1991 [12-inch] (2012)

Transient Housing

On their second full-length LP, Philadelphia's self-aware grunge aficionados APE! have doubled-down on their particular brand of pleasantly heavy, psychedelic stoner rock. Carried upon the backs of a walloping rhythm section, this seeming trio out-of-time has stumbled upon the fountain of sound that Dinosaur Jr. keep using to fill up their buckets of cred.

The opening track, "1991," is the lone instrumental, a layered highlight reel for phased and filtered wah-soloing, but it sets a theme for what's to come: eight tracks of visceral yelping (in the style of the Meat Puppets and Mudhoney), occasional crooning and digressions into the lost art of pedal-modified guitar noodling. One quickly realizes, however, that the true speed of the band is found in the thrashy pair of the next two tracks, "Summer Rambo" and "Social Punishment Theory," and perfected in the air-drum inducing "Vile English."

"Foghat Continued" is exactly what it purports to be–or rather, Foghat as covered by Queens of the Stone Age–and is still a surprisingly refreshing boogie-rock interlude (faithful even to the '70s-era backing vocals singing "Lolita"). This is also the first legitimate stab at inside-voice singing the band has ever taken, but whatever winking irony they wrapped themselves in to take a crack at it pays off later on a pair of side two tracks.

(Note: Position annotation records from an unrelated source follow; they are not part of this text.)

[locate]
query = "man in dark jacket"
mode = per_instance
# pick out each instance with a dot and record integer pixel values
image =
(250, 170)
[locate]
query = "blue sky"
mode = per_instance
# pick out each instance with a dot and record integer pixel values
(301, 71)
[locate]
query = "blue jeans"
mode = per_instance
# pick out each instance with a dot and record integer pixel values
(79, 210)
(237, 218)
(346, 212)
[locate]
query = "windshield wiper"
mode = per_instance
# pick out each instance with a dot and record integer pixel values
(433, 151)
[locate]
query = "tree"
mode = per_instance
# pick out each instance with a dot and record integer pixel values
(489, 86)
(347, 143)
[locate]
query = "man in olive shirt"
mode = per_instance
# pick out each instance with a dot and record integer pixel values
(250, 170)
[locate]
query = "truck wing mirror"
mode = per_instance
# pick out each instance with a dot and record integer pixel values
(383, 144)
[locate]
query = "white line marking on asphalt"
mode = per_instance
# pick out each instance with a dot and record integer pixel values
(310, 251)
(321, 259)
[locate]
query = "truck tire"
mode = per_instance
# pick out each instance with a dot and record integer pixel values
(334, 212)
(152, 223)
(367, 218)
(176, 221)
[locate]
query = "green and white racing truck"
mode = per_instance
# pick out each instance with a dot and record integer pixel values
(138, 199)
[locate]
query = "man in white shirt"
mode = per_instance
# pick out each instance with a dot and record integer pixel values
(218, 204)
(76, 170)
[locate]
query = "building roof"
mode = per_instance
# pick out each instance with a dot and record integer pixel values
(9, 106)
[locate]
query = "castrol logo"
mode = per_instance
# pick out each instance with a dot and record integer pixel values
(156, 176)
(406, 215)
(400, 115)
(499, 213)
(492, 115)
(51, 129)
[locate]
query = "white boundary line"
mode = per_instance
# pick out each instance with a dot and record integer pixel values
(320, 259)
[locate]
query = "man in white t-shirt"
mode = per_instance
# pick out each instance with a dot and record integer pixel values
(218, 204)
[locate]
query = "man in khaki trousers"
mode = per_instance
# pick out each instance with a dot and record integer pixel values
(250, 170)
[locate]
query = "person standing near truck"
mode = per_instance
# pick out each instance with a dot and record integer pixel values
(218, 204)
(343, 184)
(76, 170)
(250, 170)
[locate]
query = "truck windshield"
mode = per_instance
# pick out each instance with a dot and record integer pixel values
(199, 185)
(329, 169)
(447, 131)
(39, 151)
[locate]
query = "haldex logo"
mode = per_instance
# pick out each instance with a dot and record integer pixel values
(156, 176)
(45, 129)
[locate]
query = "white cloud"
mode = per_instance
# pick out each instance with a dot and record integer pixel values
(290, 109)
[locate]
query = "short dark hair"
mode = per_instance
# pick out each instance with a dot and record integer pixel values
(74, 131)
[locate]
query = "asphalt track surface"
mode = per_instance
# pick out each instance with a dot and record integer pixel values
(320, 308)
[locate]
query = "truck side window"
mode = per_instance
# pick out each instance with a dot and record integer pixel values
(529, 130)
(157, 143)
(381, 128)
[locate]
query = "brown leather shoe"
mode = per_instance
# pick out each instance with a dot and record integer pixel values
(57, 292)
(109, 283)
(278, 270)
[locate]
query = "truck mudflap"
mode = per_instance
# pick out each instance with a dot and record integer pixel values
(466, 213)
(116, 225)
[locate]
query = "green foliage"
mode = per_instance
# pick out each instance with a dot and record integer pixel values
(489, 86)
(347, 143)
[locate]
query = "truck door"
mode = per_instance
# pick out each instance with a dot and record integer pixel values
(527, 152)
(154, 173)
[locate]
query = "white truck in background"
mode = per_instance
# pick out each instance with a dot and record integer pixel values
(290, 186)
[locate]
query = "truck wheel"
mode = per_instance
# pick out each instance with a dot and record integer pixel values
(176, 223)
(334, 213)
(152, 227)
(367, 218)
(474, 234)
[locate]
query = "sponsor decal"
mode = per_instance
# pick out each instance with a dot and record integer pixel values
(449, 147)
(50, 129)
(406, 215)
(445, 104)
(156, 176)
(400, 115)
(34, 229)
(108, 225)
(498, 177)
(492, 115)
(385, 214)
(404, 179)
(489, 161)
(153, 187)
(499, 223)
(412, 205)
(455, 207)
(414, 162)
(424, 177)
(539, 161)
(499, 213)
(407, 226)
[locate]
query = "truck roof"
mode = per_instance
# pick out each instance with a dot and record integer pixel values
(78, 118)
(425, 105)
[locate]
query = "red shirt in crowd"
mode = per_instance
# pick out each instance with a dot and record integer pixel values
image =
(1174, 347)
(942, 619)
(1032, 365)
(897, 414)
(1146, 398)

Just as you expect the album to peter out into a series of psychedelic, distorted drones following "Noisy Beast," the wonderfully rich and clear-as-day vocals of "Kindness Equals Weakness" kick in. Definitely one of the album's best tracks, this mid-tempo ballad opens with another phased-out guitar solo, reminiscent of Ween's "A Tear for Eddie," but morphs into 90 seconds of barn-torching setup for the finale, "Mountain Man Victory Song," a charmingly apocalyptic tune.

APE! have recorded a real rock and roll album in the most base, pleasing sense of the phrase. While they're not as riffy as Kyuss, or melodic and lyrically crafty as Dinosaur Jr., they've matured from their first record, The Dirger, and delivered a fun, boogie-thrashing set. If this trajectory holds, there's more throwback goodness to come.